Between 1931 and 1934, during the last days of Vaudeville, Al and several of his fellow hitmakers formed a sensational review called "Songwriters On Parade", performing all across the Eastern seaboard on the Loew's and Keith circuits.
Some of Al Sherman's most well known songs also include, "Save Your Sorrow", "Lindbergh (The Eagle Of The U.S.A.)", "Pretending", On the Beach at Bali-Bali", "Over Somebody Else's Shoulder", "For Sentimental Reasons" and "Ninety-Nine Out of a Hundred (Want To Be Kissed)".
Maurice Chevalier's American breakthrough hit was an Al Sherman/Al Lewis song entitled "Livin' In the Sunlight - Lovin' in the Moonlight" from the Paramount Picture The Big Pond (1930). "You've Gotta Be A Football Hero" has been played, sung and marched to since 1933 when Fred Waring and his Pennsylvanians introduced it on the radio. More than just a hit of its day, "Football Hero" became a part of the fabric of the American sports scene.
The Sherman/Fletcher song "On A Little Bamboo Bridge" became a hit for Louis Armstrong. Artists who recorded Al Sherman songs include Benny Goodman, Ella Fitzgerald, Billie Holiday, Tommy Dorsey, Frank Sinatra, Al Jolson, Bing Crosby, Eddie Cantor, Rudy Vallee, Ozzie Nelson, Lawrence Welk, Peggy Lee, Patti Page, Duke Ellington and his Cotton Club Orchestra, among many others.
Some of his most memorable songs include songs for major Broadway revues, including the "Ziegfeld Follies", "George White's Scandals", "The Passing Show" and "Earl Carroll's Vanities".

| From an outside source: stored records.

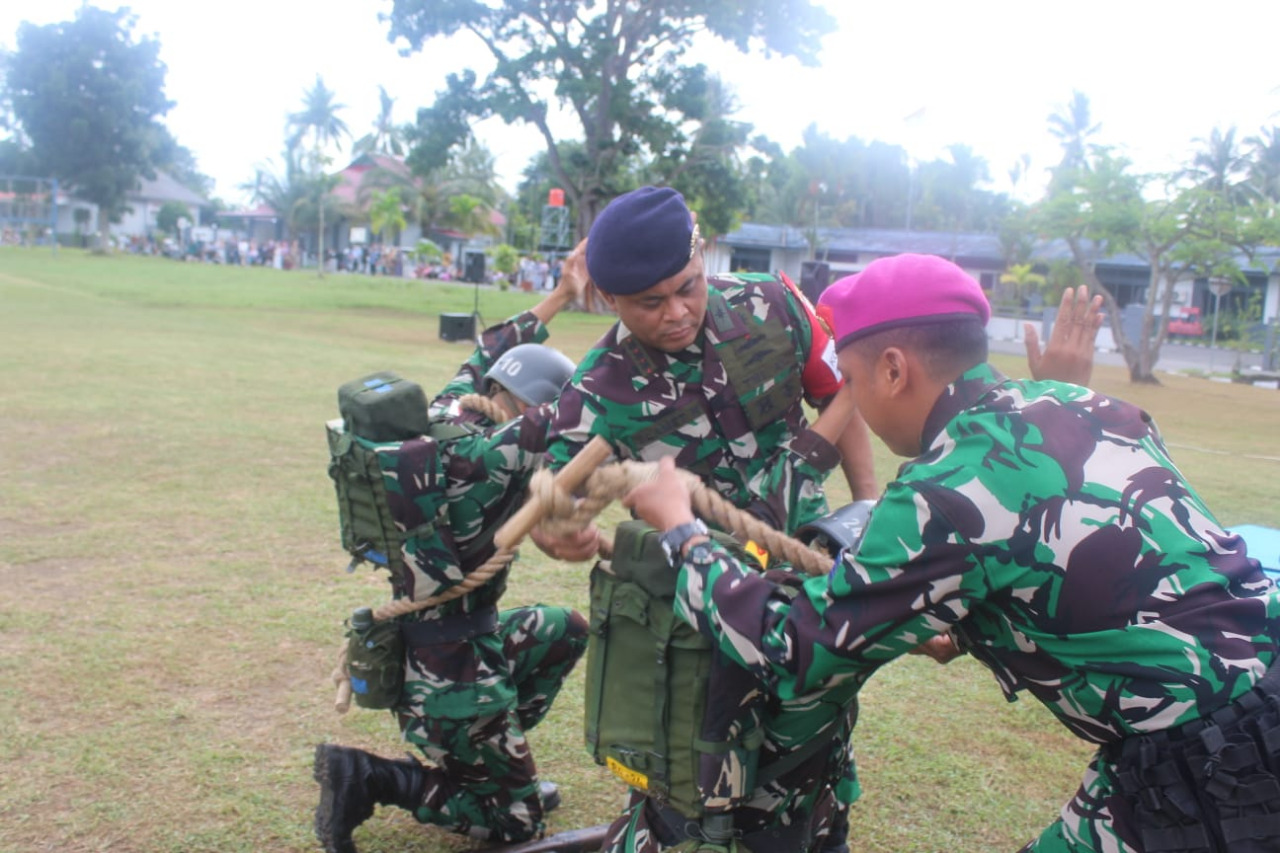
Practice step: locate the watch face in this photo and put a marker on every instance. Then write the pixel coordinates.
(700, 553)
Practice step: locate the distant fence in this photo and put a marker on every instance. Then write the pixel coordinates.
(28, 210)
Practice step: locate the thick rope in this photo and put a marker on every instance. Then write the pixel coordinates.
(563, 514)
(487, 406)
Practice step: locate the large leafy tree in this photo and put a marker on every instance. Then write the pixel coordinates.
(298, 195)
(617, 67)
(387, 137)
(319, 118)
(429, 196)
(88, 95)
(1265, 163)
(1183, 231)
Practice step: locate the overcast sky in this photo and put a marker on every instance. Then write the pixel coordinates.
(984, 73)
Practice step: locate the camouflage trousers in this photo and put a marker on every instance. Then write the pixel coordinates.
(484, 781)
(1210, 785)
(643, 829)
(1095, 820)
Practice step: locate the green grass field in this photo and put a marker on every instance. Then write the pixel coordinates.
(174, 588)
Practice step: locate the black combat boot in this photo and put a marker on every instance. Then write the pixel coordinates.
(353, 781)
(549, 792)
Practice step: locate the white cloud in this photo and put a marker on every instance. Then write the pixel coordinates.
(986, 73)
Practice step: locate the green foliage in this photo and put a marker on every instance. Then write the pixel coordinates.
(387, 137)
(169, 214)
(1024, 281)
(387, 211)
(428, 250)
(87, 95)
(618, 69)
(1203, 228)
(506, 259)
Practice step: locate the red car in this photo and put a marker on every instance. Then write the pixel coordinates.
(1185, 323)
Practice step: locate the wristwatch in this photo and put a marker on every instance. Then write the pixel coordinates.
(672, 541)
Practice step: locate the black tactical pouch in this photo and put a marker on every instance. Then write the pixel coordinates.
(1210, 784)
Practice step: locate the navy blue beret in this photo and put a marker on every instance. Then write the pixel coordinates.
(641, 238)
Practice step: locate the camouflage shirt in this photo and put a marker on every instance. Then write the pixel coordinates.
(487, 473)
(725, 407)
(1048, 525)
(487, 469)
(730, 409)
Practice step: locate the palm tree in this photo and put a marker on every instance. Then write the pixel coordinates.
(1073, 128)
(1265, 163)
(385, 137)
(319, 117)
(429, 199)
(1220, 168)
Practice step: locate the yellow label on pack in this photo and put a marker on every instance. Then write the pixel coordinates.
(630, 776)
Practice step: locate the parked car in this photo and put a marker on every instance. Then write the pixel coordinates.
(1185, 322)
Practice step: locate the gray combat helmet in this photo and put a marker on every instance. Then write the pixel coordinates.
(534, 374)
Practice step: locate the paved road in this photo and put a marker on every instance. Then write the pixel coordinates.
(1173, 356)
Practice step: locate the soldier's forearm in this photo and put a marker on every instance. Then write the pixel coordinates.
(856, 460)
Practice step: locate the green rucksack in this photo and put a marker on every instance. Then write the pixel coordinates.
(388, 471)
(649, 678)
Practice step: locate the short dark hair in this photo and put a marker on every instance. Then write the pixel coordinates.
(947, 347)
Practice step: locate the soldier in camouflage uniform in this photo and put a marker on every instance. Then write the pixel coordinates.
(714, 372)
(1046, 528)
(476, 679)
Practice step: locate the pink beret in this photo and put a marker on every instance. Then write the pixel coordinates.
(903, 290)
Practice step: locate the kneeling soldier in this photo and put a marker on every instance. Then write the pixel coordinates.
(475, 679)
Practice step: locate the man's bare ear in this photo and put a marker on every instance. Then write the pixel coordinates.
(895, 370)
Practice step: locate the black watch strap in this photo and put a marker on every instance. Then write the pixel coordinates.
(673, 541)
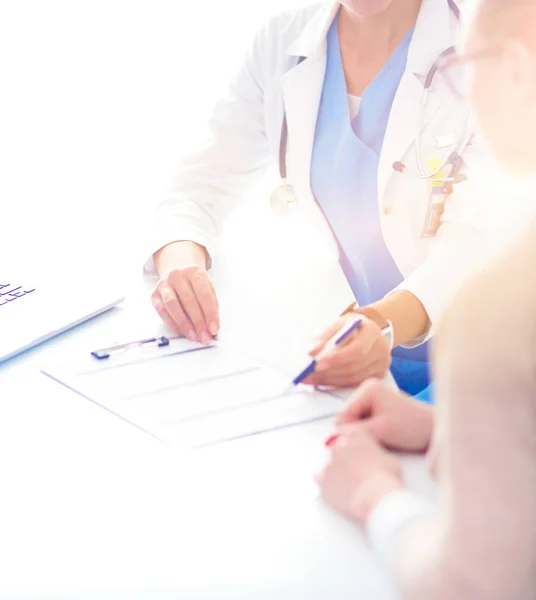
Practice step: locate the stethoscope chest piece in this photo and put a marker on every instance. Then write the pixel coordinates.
(282, 199)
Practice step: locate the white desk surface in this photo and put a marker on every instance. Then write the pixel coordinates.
(90, 507)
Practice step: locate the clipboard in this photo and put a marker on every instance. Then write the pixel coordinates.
(190, 395)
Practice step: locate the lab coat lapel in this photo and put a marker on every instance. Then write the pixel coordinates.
(433, 34)
(302, 91)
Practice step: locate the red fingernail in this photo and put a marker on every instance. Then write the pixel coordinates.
(331, 440)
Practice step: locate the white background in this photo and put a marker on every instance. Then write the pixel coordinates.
(98, 101)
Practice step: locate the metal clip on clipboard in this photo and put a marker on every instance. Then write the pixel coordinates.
(105, 353)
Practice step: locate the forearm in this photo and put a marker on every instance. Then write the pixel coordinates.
(179, 254)
(406, 313)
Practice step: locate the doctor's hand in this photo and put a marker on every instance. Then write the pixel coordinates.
(393, 419)
(359, 473)
(184, 296)
(366, 354)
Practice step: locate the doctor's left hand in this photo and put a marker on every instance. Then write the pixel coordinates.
(365, 355)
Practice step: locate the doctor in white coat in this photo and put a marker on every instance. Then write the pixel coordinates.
(332, 94)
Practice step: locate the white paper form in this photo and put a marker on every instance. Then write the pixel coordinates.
(191, 395)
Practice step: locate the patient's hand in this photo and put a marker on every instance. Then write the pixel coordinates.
(395, 420)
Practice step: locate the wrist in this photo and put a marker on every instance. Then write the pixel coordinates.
(373, 491)
(374, 315)
(180, 254)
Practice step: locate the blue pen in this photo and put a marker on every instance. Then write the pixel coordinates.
(341, 335)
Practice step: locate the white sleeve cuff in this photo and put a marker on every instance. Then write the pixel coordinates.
(390, 517)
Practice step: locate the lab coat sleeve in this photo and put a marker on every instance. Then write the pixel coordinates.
(463, 239)
(211, 182)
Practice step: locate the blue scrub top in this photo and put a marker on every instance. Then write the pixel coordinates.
(344, 175)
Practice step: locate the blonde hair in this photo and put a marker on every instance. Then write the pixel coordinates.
(497, 20)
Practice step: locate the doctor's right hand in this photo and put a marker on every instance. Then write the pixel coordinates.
(185, 297)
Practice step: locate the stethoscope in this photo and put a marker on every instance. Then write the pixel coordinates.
(283, 196)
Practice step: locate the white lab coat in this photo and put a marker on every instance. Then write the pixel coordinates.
(245, 132)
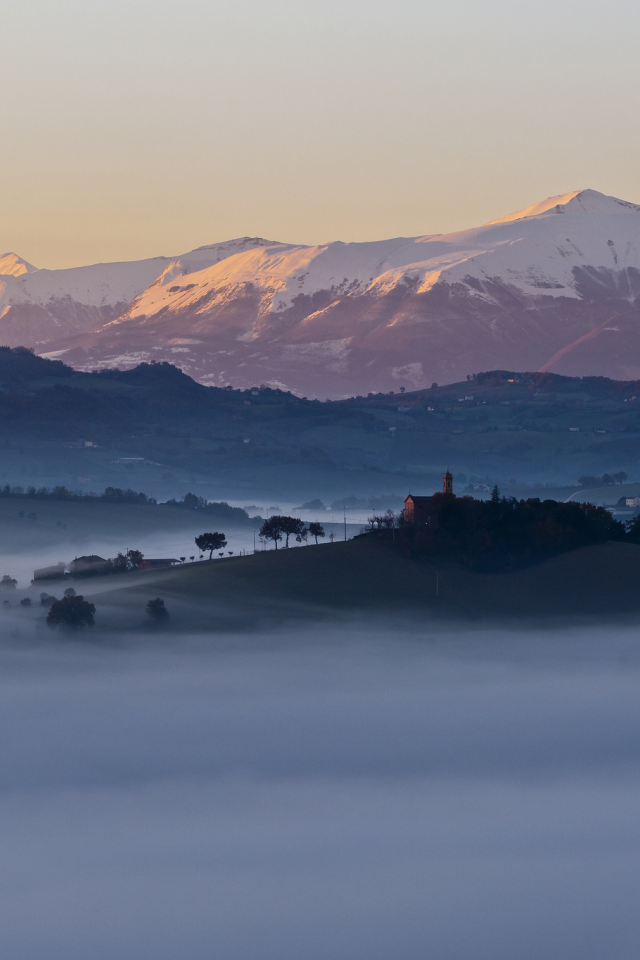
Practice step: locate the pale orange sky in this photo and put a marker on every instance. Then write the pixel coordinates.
(132, 129)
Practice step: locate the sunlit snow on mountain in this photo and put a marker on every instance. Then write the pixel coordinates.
(555, 286)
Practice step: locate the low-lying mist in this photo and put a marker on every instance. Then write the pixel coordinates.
(323, 794)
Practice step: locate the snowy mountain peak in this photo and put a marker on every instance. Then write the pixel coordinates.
(578, 201)
(11, 265)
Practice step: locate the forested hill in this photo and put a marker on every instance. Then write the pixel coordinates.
(500, 424)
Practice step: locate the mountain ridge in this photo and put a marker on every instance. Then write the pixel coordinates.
(552, 284)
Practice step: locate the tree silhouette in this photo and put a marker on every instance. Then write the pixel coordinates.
(210, 542)
(316, 530)
(276, 526)
(71, 613)
(271, 529)
(291, 526)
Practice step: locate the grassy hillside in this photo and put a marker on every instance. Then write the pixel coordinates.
(368, 575)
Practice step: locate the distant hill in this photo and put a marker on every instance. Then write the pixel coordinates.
(367, 575)
(154, 420)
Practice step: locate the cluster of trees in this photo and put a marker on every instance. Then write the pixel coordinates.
(606, 480)
(504, 533)
(221, 510)
(111, 494)
(385, 521)
(73, 612)
(277, 527)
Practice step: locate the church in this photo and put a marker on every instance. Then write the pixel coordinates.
(419, 510)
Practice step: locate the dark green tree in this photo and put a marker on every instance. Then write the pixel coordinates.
(71, 613)
(271, 529)
(210, 542)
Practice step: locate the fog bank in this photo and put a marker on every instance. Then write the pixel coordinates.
(330, 794)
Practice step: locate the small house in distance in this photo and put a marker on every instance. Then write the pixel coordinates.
(87, 566)
(153, 563)
(419, 510)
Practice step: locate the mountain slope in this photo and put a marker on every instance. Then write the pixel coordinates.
(555, 286)
(38, 306)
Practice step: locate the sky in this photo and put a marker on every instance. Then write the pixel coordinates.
(133, 128)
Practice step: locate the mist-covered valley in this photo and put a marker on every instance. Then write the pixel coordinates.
(321, 792)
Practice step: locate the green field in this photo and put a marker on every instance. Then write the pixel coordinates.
(368, 576)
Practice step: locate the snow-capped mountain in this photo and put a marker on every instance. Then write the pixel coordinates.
(38, 306)
(556, 286)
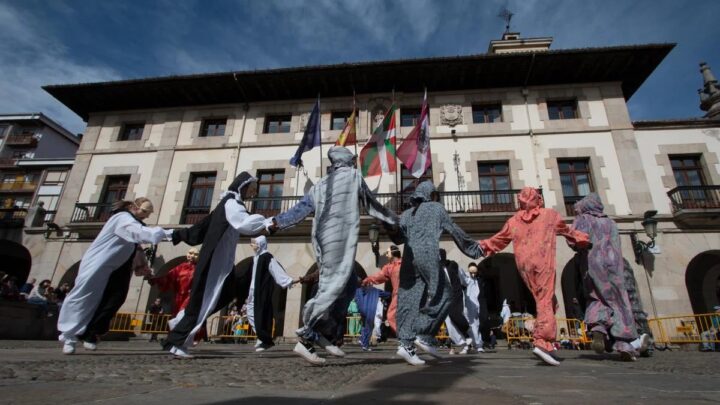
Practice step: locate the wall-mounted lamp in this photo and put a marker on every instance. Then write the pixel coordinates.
(374, 236)
(650, 225)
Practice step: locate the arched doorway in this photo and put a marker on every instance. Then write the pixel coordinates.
(702, 279)
(309, 290)
(574, 294)
(502, 281)
(16, 260)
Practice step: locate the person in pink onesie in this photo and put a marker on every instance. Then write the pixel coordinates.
(533, 230)
(389, 272)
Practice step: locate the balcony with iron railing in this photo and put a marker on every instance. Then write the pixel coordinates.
(18, 186)
(7, 162)
(22, 140)
(696, 206)
(493, 206)
(12, 217)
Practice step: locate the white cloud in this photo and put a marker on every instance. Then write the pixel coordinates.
(31, 58)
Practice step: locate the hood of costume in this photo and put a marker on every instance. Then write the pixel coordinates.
(531, 203)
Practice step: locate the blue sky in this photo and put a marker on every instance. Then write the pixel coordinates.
(55, 42)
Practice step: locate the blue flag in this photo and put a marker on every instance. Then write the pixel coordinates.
(311, 138)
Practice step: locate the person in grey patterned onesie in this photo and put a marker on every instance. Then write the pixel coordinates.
(336, 201)
(424, 293)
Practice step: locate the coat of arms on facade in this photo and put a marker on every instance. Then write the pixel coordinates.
(379, 108)
(451, 114)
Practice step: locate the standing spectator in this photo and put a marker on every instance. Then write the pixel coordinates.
(156, 312)
(709, 336)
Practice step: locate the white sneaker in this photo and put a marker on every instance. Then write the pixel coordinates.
(410, 358)
(644, 343)
(427, 348)
(545, 356)
(181, 353)
(262, 347)
(308, 355)
(69, 347)
(329, 347)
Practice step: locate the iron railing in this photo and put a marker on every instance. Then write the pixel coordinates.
(89, 212)
(193, 215)
(12, 217)
(694, 197)
(455, 202)
(21, 140)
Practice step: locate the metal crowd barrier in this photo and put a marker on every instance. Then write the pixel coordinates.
(679, 329)
(519, 330)
(140, 322)
(233, 327)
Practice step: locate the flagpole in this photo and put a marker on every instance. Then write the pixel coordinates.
(398, 189)
(320, 128)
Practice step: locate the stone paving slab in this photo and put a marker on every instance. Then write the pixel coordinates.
(138, 372)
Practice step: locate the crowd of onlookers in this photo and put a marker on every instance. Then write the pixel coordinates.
(42, 294)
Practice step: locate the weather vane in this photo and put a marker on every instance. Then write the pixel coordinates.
(506, 15)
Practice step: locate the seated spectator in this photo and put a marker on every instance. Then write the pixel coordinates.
(27, 287)
(9, 290)
(38, 295)
(61, 292)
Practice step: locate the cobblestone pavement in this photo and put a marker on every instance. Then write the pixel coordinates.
(138, 372)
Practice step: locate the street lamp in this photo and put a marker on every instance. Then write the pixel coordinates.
(374, 236)
(650, 225)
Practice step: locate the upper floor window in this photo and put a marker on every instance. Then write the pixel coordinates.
(199, 197)
(270, 190)
(576, 181)
(213, 127)
(487, 113)
(688, 170)
(338, 119)
(409, 117)
(276, 124)
(131, 132)
(114, 190)
(562, 109)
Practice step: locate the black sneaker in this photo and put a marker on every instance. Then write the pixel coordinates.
(598, 344)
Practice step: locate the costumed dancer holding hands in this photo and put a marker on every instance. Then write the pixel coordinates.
(424, 295)
(106, 269)
(389, 272)
(609, 314)
(266, 273)
(336, 200)
(532, 231)
(213, 285)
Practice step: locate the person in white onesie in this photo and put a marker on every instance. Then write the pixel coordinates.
(105, 272)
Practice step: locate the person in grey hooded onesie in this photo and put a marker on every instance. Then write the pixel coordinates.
(336, 201)
(424, 293)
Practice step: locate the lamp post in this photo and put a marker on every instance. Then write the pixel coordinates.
(650, 225)
(639, 247)
(374, 236)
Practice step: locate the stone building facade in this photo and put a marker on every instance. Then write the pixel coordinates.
(556, 120)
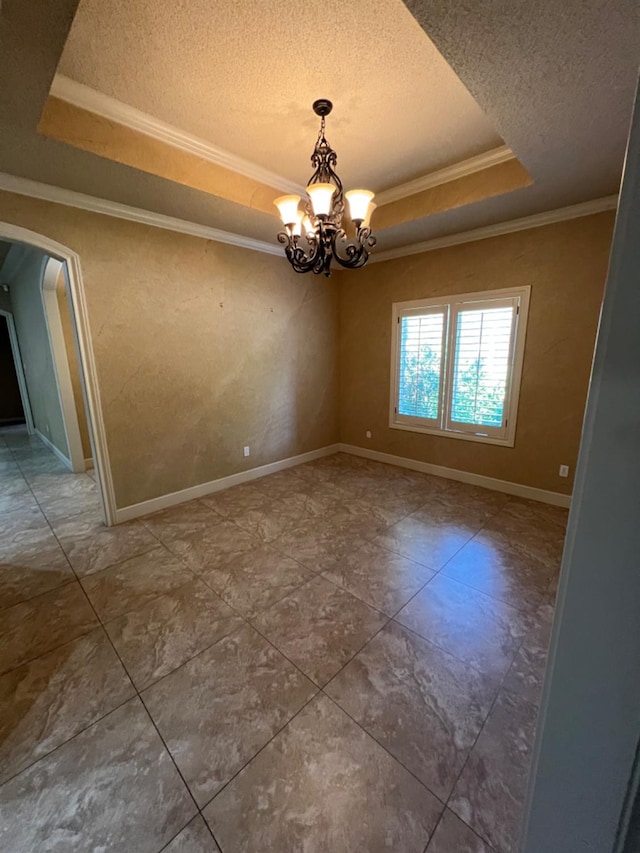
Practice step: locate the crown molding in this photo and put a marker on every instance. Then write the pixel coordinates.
(14, 261)
(450, 173)
(69, 198)
(574, 211)
(86, 98)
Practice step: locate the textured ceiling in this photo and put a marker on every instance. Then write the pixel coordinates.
(241, 76)
(556, 79)
(4, 251)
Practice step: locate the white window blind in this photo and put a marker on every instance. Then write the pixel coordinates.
(482, 361)
(421, 360)
(456, 365)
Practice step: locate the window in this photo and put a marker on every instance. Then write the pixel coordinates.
(456, 364)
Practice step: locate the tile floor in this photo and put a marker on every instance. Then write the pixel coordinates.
(344, 656)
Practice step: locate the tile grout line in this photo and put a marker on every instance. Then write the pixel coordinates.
(246, 621)
(137, 692)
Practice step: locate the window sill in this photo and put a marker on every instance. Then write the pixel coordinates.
(507, 441)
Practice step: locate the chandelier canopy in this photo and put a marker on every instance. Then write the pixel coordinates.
(320, 219)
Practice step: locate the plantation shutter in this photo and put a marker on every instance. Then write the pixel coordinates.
(421, 358)
(482, 346)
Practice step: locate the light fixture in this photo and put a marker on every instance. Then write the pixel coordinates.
(321, 217)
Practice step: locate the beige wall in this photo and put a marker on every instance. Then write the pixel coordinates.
(72, 358)
(200, 348)
(566, 266)
(33, 339)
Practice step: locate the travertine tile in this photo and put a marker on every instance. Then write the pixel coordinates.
(90, 546)
(33, 569)
(135, 582)
(526, 675)
(247, 507)
(381, 578)
(34, 627)
(319, 627)
(47, 701)
(489, 795)
(431, 542)
(454, 836)
(423, 705)
(498, 568)
(112, 787)
(480, 630)
(16, 526)
(323, 785)
(69, 497)
(194, 838)
(219, 709)
(319, 543)
(214, 547)
(159, 637)
(486, 502)
(538, 537)
(256, 579)
(185, 519)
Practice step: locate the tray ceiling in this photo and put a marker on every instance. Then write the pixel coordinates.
(243, 76)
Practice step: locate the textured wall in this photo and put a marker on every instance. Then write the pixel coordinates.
(35, 349)
(11, 410)
(72, 358)
(200, 349)
(566, 266)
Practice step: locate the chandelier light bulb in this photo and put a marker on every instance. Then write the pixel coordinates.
(359, 201)
(288, 207)
(321, 196)
(297, 226)
(367, 219)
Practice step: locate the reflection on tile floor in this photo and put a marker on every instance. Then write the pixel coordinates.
(342, 656)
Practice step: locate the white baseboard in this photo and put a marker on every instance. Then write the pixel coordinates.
(165, 501)
(517, 489)
(43, 438)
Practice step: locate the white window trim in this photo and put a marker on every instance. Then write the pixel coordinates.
(511, 407)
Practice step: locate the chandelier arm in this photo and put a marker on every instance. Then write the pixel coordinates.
(357, 253)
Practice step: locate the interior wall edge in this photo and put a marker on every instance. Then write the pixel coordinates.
(520, 490)
(43, 438)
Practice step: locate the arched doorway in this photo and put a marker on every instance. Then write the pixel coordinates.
(64, 259)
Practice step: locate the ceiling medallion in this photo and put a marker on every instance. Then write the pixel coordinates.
(321, 217)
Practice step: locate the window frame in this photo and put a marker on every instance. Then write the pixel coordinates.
(451, 307)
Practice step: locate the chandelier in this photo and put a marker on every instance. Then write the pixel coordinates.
(321, 216)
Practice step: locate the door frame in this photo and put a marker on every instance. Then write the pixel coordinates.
(17, 361)
(84, 347)
(51, 269)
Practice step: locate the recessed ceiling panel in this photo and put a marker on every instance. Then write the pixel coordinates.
(243, 76)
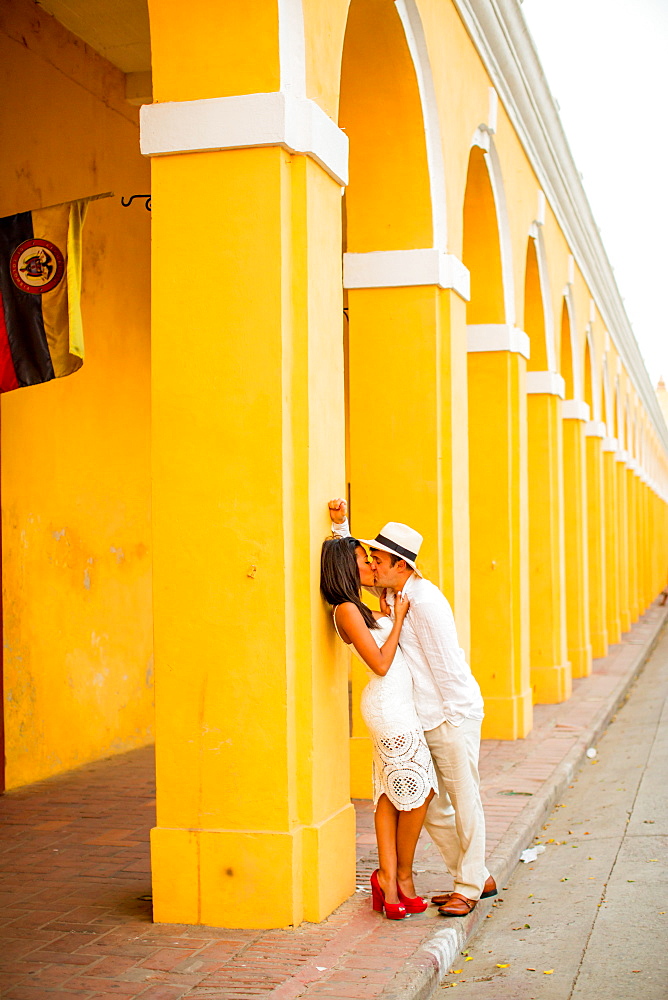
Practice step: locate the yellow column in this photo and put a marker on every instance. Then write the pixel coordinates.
(550, 668)
(623, 535)
(407, 434)
(632, 540)
(646, 515)
(598, 627)
(613, 619)
(575, 531)
(499, 538)
(254, 822)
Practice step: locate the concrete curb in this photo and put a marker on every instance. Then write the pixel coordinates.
(423, 972)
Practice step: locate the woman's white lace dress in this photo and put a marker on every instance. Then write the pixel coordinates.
(402, 765)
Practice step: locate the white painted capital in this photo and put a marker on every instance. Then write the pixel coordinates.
(545, 383)
(575, 409)
(595, 428)
(402, 268)
(487, 337)
(297, 124)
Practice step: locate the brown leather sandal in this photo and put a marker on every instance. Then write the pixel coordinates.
(458, 906)
(489, 889)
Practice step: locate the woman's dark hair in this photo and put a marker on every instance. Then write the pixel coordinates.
(340, 576)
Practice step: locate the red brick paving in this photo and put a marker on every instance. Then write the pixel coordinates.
(74, 920)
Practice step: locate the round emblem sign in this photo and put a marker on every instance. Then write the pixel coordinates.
(37, 266)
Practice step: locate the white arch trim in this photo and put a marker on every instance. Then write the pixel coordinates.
(402, 268)
(297, 124)
(483, 139)
(286, 118)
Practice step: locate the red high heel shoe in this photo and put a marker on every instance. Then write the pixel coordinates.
(413, 904)
(393, 911)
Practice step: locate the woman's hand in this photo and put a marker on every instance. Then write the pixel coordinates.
(338, 510)
(384, 606)
(401, 606)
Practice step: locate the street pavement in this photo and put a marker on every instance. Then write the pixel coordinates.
(75, 889)
(589, 918)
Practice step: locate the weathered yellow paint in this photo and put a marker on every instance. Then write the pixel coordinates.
(613, 617)
(596, 563)
(217, 50)
(499, 541)
(256, 397)
(622, 529)
(632, 536)
(388, 199)
(268, 723)
(78, 667)
(576, 549)
(550, 667)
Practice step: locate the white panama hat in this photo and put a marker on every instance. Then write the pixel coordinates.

Beside writing "Living in the Sunlight" for The Big Pond (1930), Al also wrote for many other films including songs for the motion pictures: Sweetie (1929), The Sky's the Limit (1938) and Sensations of 1945 (1944).
His romantic style and favored settings are suggested by such song titles as "Got the Bench, Got the Park", "Woodland Reverie", "Never a Dream Goes By" and "When You Waltz With the One You Love".
Although he would continue to write songs and musical compositions until his death, Al wrote his last big song in 1952. It was entitled: "Comes Along A Love" and was sung by Kay Starr.
In 1973, the Associated Press wrote, "Al Sherman helped raise the spirits of a Depression-era generation with his hit "Potatoes Are Cheaper - Tomatoes Are Cheaper - Now's the Time To Fall In Love!". Al wrote more than five hundred songs but gained his greatest fame for that happy tune". Always capable of finding the "silver lining", "Potatoes Are Cheaper" became Al's signature song. In 1973, he wrote his autobiography entitling it, "Potatoes Are Cheaper" for this reason.
On 16 September 1973, Al Sherman died in Los Angeles, California. He was 76 years old.